So fogelhund you have always kept breeding groups in your tanks???


----------



## Fogelhund (Dec 3, 2002)

BenHugs said:


> So fogelhund you have always kept breeding groups in your tanks???


Indeed.


----------



## Malawi Hawk (Dec 3, 2007)

I understand breeding males will be agressive with females present. But my question is how long before they usually get their color, so I can identify a male, and pull the other buccochromis out of that tank to minimize the agression a little, one male would probably be a little more peaceful. What do you think? Would that be a better way to go?


----------



## Malawi Hawk (Dec 3, 2007)

Marduk said:


> Scollie said:
> 
> 
> > I would love to have a Tyrannchromis N., don't see those here in Nebraska. You can mail me a male Marduk. :thumb:
> ...


I'll be checking the mail!!! :thumb:


----------



## Fogelhund (Dec 3, 2002)

My guess is you won't see a male until it reaches between 5-7". I wouldn't worry too much about aggression until they've coloured up.


----------



## Malawi Hawk (Dec 3, 2007)

Fogelhund said:


> My guess is you won't see a male until it reaches between 5-7". I wouldn't worry too much about aggression until they've coloured up.

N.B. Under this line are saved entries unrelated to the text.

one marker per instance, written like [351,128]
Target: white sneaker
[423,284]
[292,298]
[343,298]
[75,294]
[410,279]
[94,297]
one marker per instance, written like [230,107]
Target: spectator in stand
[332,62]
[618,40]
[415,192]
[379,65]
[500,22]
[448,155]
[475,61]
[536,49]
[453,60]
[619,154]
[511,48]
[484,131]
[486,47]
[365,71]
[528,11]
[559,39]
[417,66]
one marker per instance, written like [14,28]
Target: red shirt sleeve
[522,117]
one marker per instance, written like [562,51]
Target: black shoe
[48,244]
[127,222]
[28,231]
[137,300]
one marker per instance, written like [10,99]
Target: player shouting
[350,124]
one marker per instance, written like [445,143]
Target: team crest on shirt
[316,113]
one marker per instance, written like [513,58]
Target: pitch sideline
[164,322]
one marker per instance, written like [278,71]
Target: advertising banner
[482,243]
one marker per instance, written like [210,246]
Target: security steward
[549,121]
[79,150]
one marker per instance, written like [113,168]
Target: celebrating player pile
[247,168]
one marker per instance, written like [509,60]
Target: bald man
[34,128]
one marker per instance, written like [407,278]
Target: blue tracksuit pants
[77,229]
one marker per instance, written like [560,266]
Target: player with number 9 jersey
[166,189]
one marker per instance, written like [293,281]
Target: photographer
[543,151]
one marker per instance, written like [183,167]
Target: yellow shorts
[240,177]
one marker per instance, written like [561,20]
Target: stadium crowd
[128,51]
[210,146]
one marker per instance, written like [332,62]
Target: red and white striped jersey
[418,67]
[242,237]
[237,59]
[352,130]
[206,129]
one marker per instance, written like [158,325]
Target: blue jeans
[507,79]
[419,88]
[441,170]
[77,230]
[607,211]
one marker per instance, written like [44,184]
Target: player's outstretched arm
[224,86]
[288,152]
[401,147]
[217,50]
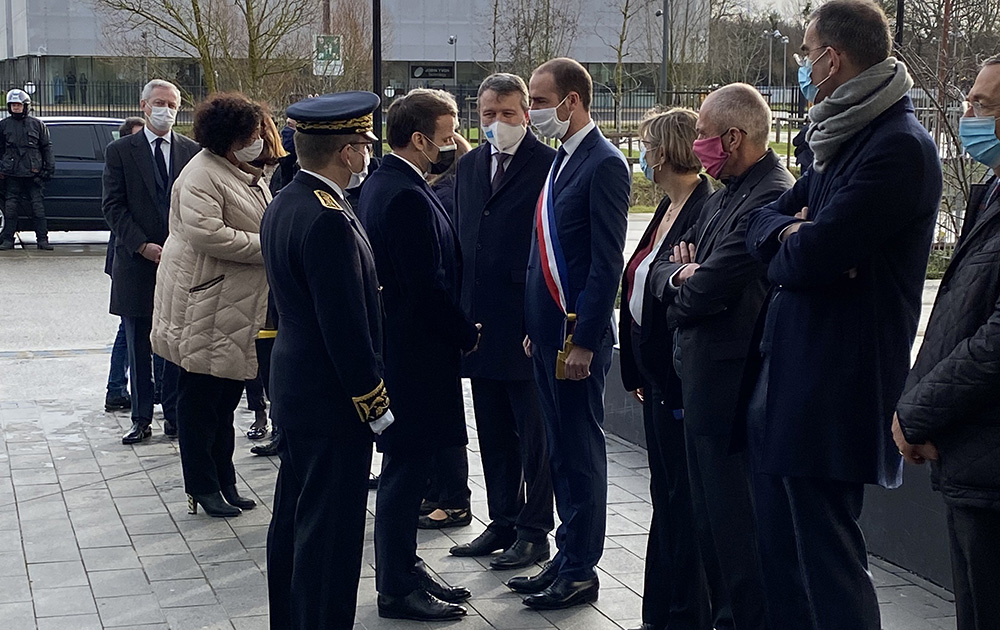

I do see a small blue tint on the lips and a small part on one of the fish, and a blueish tint on the body when the light hits just right, could that be a male?? They take a while to color up huh.


----------



## Fogelhund (Dec 3, 2002)

That could be a hint of colouring up. Many Large Haps do take some time to colour up.


----------



## Malawi Hawk (Dec 3, 2007)

I put them in their own tank until I can determine the sex of each,they appear alot happier with just their own species,it's amazing that there is no chasing around...yet. :lol:


----------



## bigfishferd (May 31, 2006)

Scollie said:


> I put them in their own tank until I can determine the sex of each,they appear alot happier with just their own species,it's amazing that there is no chasing around...yet. :lol:


With them in their own tank you should be able to pick out a male by the time they hit 4".

Look for some light hints of blue in the body and face, also take notice of the anal fin, you should see some faint egg spots starting to appear if indeed any of the three are male.


----------



## Malawi Hawk (Dec 3, 2007)

I do see some faint blue on the body, and head area on two of them and can barely see some egg spots on anal fin, so I'd say I'm 100% sure I have 2 males. The biggest one is a male and the smallest one is a male. The 3rd one is almost as big as the big male but doesn't really show anything but one blue dot on each side of its head on its gills, not sure yet. Should I add the 2 males back to my bigger tank,or just add one? If that third one is a female and it's not in the bigger tank with the 2 males shouldn't the 2 males be a little bit more at peace? I really like these fish and am doing my best to put them in the best case scenerio. The 3rd one might be a male, but if it's in it's own tank it might be easier to tell. What to do what to do?


----------



## BenHugs (Jan 13, 2007)

Hey my F.rostratus is about 3" and he/she has just a faint pearly green color when the sun hits it. Is this a possible indication that I also have a male????


----------



## Guest (Jul 25, 2008)

Fogelhund said:


> My guess is you won't see a male until it reaches between 5-7". I wouldn't worry too much about aggression until they've coloured up.


I know a few people selling B. rhoadesii almost fully colored at 5", and Bluegrasscichlids.com and cichlidlovers.com currently has B. nototaenia males between 3-4".


----------



## Malawi Hawk (Dec 3, 2007)

I bought mine from bluegrass and a couple are getting closer to 4 inches, I re-introduced one male to my big tank and so far so good. Should or could I add my other male? The 3rd one I have a feeling is a female but waiting to know for sure before I add it to my bigger tank.


----------



## Malawi Hawk (Dec 3, 2007)

Come on need some last advice.


----------



## BenHugs (Jan 13, 2007)

Scollie said:


> I bought mine from bluegrass and a couple are getting closer to 4 inches, I re-introduced one male to my big tank and so far so good. Should or could I add my other male? The 3rd one I have a feeling is a female but waiting to know for sure before I add it to my bigger tank.


Well I'm not sure :-? I'm the buy one of each kinda guy as more than 1 can = trouble. 
If it came to the two fighting and you could get one out before a death I'm sure he would be worth big bucks if he is large


----------